HSP90 Inhibitors Selectively Target FLT3-ITD-driven Acute Myeloid Leukemia and Bypass TKI Resistance
Jorrit Enserink, Groupleader, Cancer Molecular Medicine, Oslo University Hospital and professor II, Department of Biosciences, University of Oslo.
Jorrit Enserink. Photo: www.ous-research.no
Activating mutations in the gene encoding the receptor tyrosine kinase FLT3, particularly internal tandem duplications in the receptor’s juxtamembrane domain (FLT3-ITD), are the most common lesions found in acute myeloid leukemia (AML) and are associated with inferior clinical outcome. The cellular pathways that support FLT3-ITD-driven cell proliferation and survival remain poorly understood.
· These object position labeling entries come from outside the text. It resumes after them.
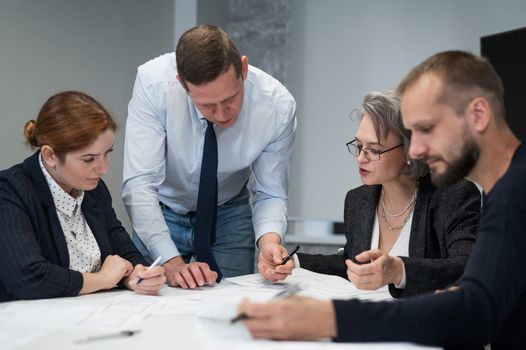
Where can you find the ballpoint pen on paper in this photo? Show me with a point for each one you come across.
(290, 291)
(108, 336)
(289, 255)
(155, 263)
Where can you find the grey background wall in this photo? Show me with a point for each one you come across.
(94, 46)
(335, 52)
(340, 50)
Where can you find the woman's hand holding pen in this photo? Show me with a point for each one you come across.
(292, 318)
(374, 270)
(270, 262)
(146, 280)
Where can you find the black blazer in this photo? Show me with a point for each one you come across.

We discovered an FLT3-ITD-specific protein interaction network that contain multiple HSP90 family proteins, including GRP94. We show that GRP94 is responsible for retaining immature FLT3-ITD in the ER, where it aberrantly activates several downstream pathways. Specific inhibition of GRP94 results in translocation of FLT3-ITD from the ER to the cell membrane, uncoupling FLT3-ITD from the STAT5 and b-catenin pathways, whereas broad-range HSP90 inhibitors also induce degradation of FLT3-ITD. HSP90 proteins prevent apoptosis of FLT3-ITD-expressing cells by ameliorating proteotoxic stress and by suppressing generation of toxic ROS levels. Importantly, HSP90 inhibitors specifically sensitize FLT3-ITD-expressing bone marrow-derived cells for TKIs, whereas cells derived from healthy donors are unaffected. HSP90 inhibitors also preferentially eradicate a population of patient-derived FLT3-ITD+ AML cells expressing leukemic stem cell markers. Taken together, our study reveals a molecular basis for HSP90 addiction of FLT3-ITD-driven AML and provides a rationale for treatment of this form of AML with HSP90 inhibitors.